The first method is to prepare a garden soil plot in the fall as you would for planting any other type of seeds. Make a furrow that is no more than 1 to 2 times deeper than the longest dimension of the seed. Cover the seeds with a light cover soil and add 1 to 2 inches of sand over the row. This will prevent crusting of the soil which inhibits germination.

Some research states that if you have a large squirrel problem, you may need to place a wire screen over the row. Push the edges of the screen several inches into the soil on all four sides. I have never heard of that being a problem, but I’ll go ahead and share it.

The second method is to remove the seeds and/or pits from the fruit of which you wish to grow. Remove all adhering fruit portions and allow the seeds to air dry. Then place them in a glass jar to which a loosely fitted lid or cover may be added. Set the seeds aside in a dark, cool location until mid-January. Mix the seeds (in mid-January) with either moist (but not wet) sphagnum peat moss, sand or shredded paper towels. Return the mixture to the jar and replace the lid.

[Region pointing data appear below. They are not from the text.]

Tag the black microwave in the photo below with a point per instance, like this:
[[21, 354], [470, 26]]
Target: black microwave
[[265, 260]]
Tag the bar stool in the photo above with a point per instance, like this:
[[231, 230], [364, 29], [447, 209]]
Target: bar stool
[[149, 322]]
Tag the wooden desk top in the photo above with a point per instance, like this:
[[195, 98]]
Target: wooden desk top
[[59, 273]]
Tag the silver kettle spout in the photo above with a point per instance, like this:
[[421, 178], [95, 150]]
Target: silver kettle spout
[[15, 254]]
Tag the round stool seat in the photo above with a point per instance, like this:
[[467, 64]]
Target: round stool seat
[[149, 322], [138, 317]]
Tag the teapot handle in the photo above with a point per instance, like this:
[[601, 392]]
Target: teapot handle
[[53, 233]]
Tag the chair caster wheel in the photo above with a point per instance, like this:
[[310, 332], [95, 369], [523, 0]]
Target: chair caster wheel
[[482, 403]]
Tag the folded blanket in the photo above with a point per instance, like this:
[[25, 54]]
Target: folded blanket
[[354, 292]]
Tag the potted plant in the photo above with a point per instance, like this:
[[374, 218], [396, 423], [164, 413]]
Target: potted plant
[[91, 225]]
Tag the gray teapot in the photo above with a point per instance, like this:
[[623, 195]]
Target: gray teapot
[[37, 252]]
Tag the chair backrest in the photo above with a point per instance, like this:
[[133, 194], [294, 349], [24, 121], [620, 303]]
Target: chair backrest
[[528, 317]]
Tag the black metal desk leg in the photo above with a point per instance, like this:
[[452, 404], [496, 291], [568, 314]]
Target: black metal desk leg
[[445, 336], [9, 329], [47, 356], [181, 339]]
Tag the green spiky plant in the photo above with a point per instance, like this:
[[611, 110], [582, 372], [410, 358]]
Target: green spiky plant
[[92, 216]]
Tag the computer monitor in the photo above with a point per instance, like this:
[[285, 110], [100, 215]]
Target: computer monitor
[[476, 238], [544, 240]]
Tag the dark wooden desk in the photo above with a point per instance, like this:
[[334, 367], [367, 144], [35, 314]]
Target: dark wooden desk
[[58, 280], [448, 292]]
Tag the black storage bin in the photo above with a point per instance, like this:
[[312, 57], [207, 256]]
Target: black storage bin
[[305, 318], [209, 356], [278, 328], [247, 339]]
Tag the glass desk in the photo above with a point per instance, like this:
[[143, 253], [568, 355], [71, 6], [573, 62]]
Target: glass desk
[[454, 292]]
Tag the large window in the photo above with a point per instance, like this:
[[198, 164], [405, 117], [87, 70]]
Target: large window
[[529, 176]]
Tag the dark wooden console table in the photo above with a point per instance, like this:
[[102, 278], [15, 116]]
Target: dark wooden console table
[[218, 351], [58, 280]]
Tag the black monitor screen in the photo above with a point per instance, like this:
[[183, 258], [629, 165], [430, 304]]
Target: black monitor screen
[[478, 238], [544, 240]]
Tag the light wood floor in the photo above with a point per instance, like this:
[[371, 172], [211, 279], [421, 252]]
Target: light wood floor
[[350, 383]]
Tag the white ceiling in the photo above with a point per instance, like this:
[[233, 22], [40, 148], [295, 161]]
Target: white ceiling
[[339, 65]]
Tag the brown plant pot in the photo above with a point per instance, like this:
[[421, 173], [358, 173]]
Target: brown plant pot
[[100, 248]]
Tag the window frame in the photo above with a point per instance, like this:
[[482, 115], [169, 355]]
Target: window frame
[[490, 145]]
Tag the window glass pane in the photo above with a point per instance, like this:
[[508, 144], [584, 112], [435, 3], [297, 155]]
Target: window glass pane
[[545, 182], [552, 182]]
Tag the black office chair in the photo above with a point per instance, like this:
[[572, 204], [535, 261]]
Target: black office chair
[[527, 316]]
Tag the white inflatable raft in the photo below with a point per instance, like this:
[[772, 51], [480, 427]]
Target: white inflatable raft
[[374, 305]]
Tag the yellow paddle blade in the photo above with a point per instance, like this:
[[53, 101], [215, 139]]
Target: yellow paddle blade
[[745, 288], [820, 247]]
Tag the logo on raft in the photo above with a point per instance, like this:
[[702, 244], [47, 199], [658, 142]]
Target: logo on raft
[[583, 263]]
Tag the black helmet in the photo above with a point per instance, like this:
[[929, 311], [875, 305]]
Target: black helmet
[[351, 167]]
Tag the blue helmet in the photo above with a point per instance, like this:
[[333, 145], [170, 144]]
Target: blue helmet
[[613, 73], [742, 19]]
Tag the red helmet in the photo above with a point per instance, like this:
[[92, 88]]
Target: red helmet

Place the jar with the seeds in a refrigerator until after the last severe spring frosts have occurred. The seeds should remain in the refrigerator for at least 60 days. In the early spring prepare a seedbed, with furrows as described earlier, and plant the seeds. Germination may be enhanced by soaking the seeds in water for 12 to 24 hours before planting. Keep the soil moist. Do not add fertilizer at planting.

For apples and pears, collect the seeds that had been in cold storage for a month or so; rinse them in a 10% Clorox solution; then dust them with Captan or a similar fungicide. Line the seeds out in a seed tray (or aluminum pan with holes punched in the bottom) with moist peat moss or vermiculite. After they germinate, plant them about 1 inch deep in parallel lines about 2 inches apart.

Stone fruits (such as peaches and plums) have a hard covering over the seed embryo. To facilitate germination, it is helpful to crack the hard covering slightly using a nutcracker just before planting. Be careful not to crush the embryo inside the covering. The new seedlings will develop a tap root. To aid with transplanting, it is necessary to cut the taproot by pushing your shovel deep under each plant. The spade should be pushed into the soil to cut the taproot about 5 to 6 inches below the surface.

Whichever method you try, after the seedlings are 6 to 8 inches tall, carefully band 1 to 2 tablespoons of urea along each 12 inches of row. Keep the fertilizer about 2 inches away from the plants. Water thoroughly every 10 to 12 days.

What you get, may or may not be as good as you wanted. If it’s not what you wanted, grafting a known variety onto your rootstock would be an option. But if this piques your interest, keep trying. We may eventually have a fruit variety named after you!